Ele explica que, em maio, mesmo com a gasolina já tendo ficado 15% mais cara e o diesel subido quase 10%, as taxas de inflação se manterão comportadas por causa da queda dos preços do etanol e da energia elétrica. No próximo mês, porém, o quadro será bem diferente. Tanto os combustíveis quanto a conta de luz terão reajustes e isso empurrará o Índice de Preços ao Consumidor Amplo (IPCA) para cima. Em junho do ano passado, o país havia registrado deflação de 0,23%. “Refiz as minhas projeções. Em vez de 3,2%, espero, agora, inflação de 3,8% para este ano”, afirma Thadeu Filho.

Dados do mercado indicam que somente a gasolina respondeu por cerca de 10% da inflação acumulada neste ano. Nem por isso, diz o economista do Ibre, o governo deve mudar à força a política de preços da Petrobras.
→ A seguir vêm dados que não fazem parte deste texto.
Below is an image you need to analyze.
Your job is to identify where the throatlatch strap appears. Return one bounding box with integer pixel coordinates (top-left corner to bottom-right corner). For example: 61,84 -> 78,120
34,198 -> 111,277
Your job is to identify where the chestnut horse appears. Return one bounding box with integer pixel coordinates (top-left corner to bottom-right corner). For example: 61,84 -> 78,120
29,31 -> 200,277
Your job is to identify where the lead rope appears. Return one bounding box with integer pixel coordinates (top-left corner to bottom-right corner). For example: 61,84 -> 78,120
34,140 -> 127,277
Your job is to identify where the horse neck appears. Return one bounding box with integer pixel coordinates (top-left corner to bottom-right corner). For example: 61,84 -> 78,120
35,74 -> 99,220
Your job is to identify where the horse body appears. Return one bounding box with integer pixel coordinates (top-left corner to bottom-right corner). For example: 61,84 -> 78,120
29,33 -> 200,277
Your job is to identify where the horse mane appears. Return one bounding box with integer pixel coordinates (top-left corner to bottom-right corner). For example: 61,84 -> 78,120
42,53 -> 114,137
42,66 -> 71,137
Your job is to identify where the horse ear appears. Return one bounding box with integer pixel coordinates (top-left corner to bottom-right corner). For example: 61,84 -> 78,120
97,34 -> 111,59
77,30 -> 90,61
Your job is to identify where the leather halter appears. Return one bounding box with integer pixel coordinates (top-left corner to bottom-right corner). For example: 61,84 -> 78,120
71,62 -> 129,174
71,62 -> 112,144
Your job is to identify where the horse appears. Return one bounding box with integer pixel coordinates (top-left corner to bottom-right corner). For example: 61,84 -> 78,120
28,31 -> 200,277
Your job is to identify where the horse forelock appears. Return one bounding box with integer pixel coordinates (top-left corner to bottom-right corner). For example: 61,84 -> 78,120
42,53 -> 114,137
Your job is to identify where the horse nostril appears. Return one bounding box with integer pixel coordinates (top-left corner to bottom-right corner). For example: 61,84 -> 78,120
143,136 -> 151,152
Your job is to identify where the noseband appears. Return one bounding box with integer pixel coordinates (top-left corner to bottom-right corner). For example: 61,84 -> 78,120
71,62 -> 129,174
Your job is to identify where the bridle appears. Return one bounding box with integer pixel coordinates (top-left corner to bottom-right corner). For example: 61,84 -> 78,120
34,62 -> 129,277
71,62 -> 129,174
Desde julho de 2017, a estatal vem mexendo, quase que diariamente, nos valores da gasolina e o diesel. A empresa tem repassado para os consumidores as variações, para cima e para baixo, das cotações do petróleo no mercado internacional e do dólar. O problema é que, nas últimas semanas, o barril do óleo e a moeda norte-americana dispararam.

Intervencionismo

Combustíveis em alta não combinam com eleições. Por isso, o presidente Michel Temer convocou ontem uma reunião extraordinária para tentar conter a disparada dos valores nas bombas dos postos. O encarecimento da gasolina e do diesel tem potencial para zerar a minguada popularidade do governo. A ala política do Palácio do Planalto cobra uma ação rápida, antes que a candidatura do escolhido pelo MDB esteja nas ruas. Mas há resistências por parte da equipe econômica e do comando da Petrobras, que, por sinal, estará com Temer nesta terça-feira. O presidente da companhia, Pedro Parente, fez chegar ao chefe que não aceitará interferências políticas em sua gestão.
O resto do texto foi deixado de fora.